Can I Say: Living Large, Cheating Death, and Drums, Drums, Drums
By: Travis Barker, Gavin Edwards. Reviewed by: Grant Bailey
Travis Barker has spent too much time on fire. The plane crash that claimed the lives of everyone on board besides the famed Blink-182 drummer, causing severe burns to most of his body, forms the traumatic focal point of Can I Say. It is another period of breakdown in his life; the death of his mother in his teens, the early struggle as a working musician, then the long months recovering in a burns unit fostering a painkiller dependency. Travis turned these tumultuous events into a catalyst for his drumming, using his kit as rehabilitation, feeding his preternatural drive to be a world class musician.
While fans of Blink-182 may find the backstage insight presented here a little light, drummers looking for techniques, configurations and advice will find plenty to work with. Travis has many passions; his family, his business (the outrageously lucrative Famous Stars and Straps apparel), restored Cadillacs; but drumming is the one constant. Can I Say takes us from toddler Travis’s first pots and pans set, through his formative years drilling rudiments in a marching band, before his leap into the relentless life of a punk rock musician. We learn that at the core of his success is an insane work ethic, driven in part by a personality prone to addiction. Every aspect of his life is characterised by excess, regardless of his social or financial standing. When he was young and poor, living in an impoverished area of the Inland Empire, his addictions were sex, drums and shows. Finding success only extended this list to include all the trappings of rock star life, from a prodigious weed habit, a playboy bunny wife and a fund-guzzling entourage.
Just as in other notable rock star autobiographies – Scar Tissue and The Dirt spring to mind – the fall is as pivotal as rise, only this time the burnout is literal, covered in flaming jet fuel and blistered flesh. Can I Say’s greatest success is the tone it achieves.
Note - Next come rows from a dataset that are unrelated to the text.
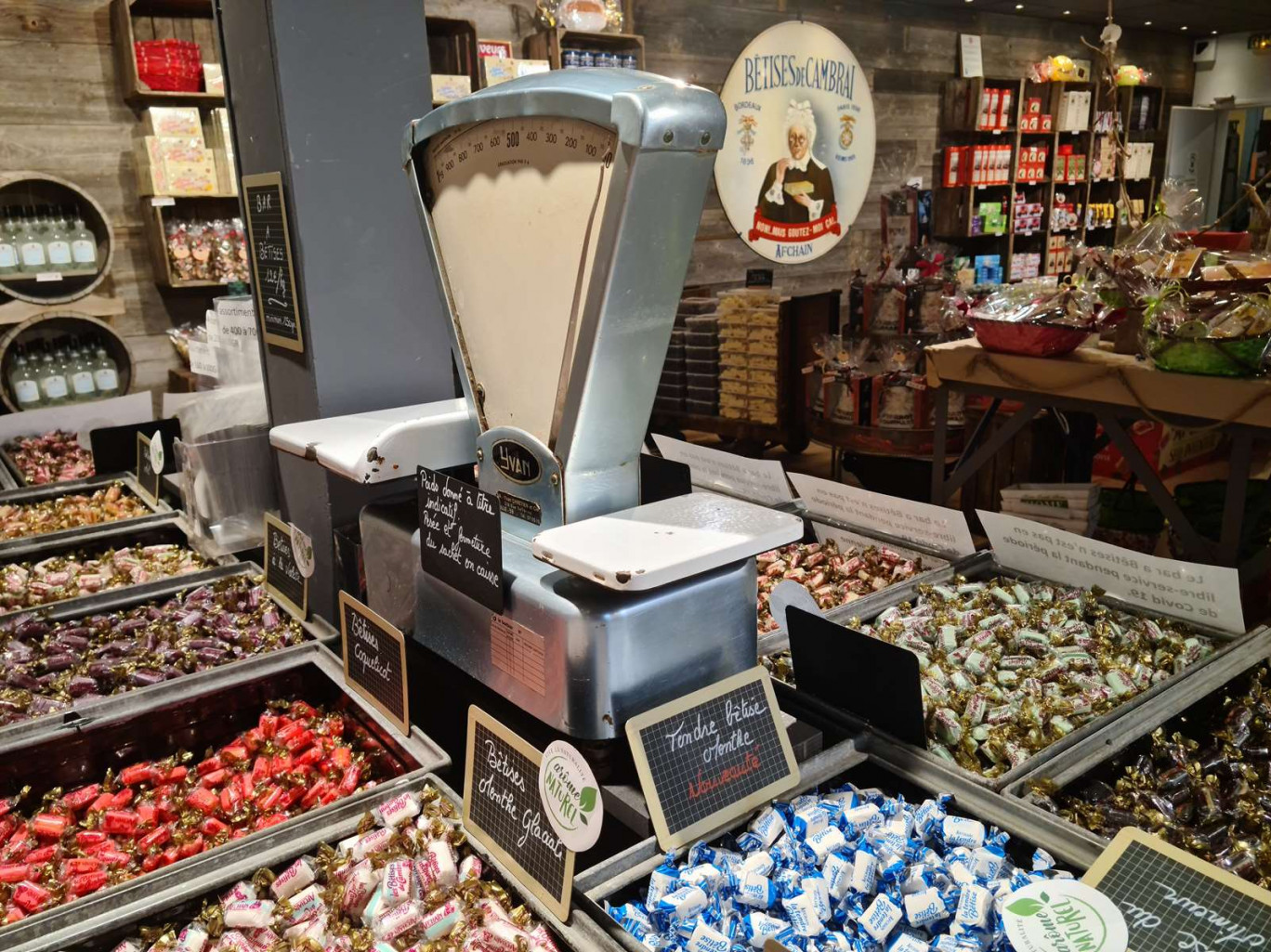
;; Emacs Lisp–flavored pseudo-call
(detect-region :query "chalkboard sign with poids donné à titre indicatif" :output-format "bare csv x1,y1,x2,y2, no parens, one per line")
242,172,305,353
418,466,504,615
339,591,411,735
464,706,574,921
626,667,799,849
1081,827,1271,952
265,513,308,620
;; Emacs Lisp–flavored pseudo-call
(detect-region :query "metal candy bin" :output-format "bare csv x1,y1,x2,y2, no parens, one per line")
0,562,339,749
0,513,235,620
574,741,1097,952
7,773,618,952
1002,628,1271,851
757,552,1248,790
0,645,450,952
0,473,173,561
759,508,952,658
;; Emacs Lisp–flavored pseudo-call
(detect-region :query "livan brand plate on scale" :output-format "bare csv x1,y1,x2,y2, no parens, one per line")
715,20,874,263
464,706,574,921
626,667,798,849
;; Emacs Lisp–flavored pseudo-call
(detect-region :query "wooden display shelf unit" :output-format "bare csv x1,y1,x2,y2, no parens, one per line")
141,194,239,290
524,27,645,70
111,0,225,107
424,17,486,106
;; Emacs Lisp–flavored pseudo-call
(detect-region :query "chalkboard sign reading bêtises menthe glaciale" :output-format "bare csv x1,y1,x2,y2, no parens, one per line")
242,172,305,351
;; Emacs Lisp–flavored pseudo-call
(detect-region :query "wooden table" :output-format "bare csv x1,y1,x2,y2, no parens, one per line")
925,339,1271,580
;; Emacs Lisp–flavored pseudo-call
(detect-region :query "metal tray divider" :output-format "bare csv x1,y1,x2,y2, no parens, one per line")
757,552,1245,790
0,562,343,754
0,772,612,952
0,643,452,952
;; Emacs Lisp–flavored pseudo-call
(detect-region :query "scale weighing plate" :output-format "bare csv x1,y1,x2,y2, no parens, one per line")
531,492,804,591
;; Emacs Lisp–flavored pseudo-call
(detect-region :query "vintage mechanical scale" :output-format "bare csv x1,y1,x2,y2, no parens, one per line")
404,70,802,739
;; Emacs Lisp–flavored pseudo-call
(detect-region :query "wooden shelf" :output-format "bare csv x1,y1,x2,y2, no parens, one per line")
111,0,225,107
524,27,645,70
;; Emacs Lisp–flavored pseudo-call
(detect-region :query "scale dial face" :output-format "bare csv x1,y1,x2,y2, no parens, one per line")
424,116,621,446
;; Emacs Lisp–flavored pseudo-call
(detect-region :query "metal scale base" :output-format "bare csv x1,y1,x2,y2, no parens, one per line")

Travis’s mannerisms, lingual habits (everything is ‘dope,’ from his first batch of stickers to his newborn son) and personality are faithfully captured (by ghostwriter Gavin Edwards), which makes his slightly absurd obsession with practice pads and a rusted-out Cadillac more endearing than off-putting . In fact, his more deplorable behaviour, particularly Travis’s attitude towards women, is given an innocent sheen, vital to dull the emotional havoc he causes all around him in pursuit of paradiddles, penetration and painkillers.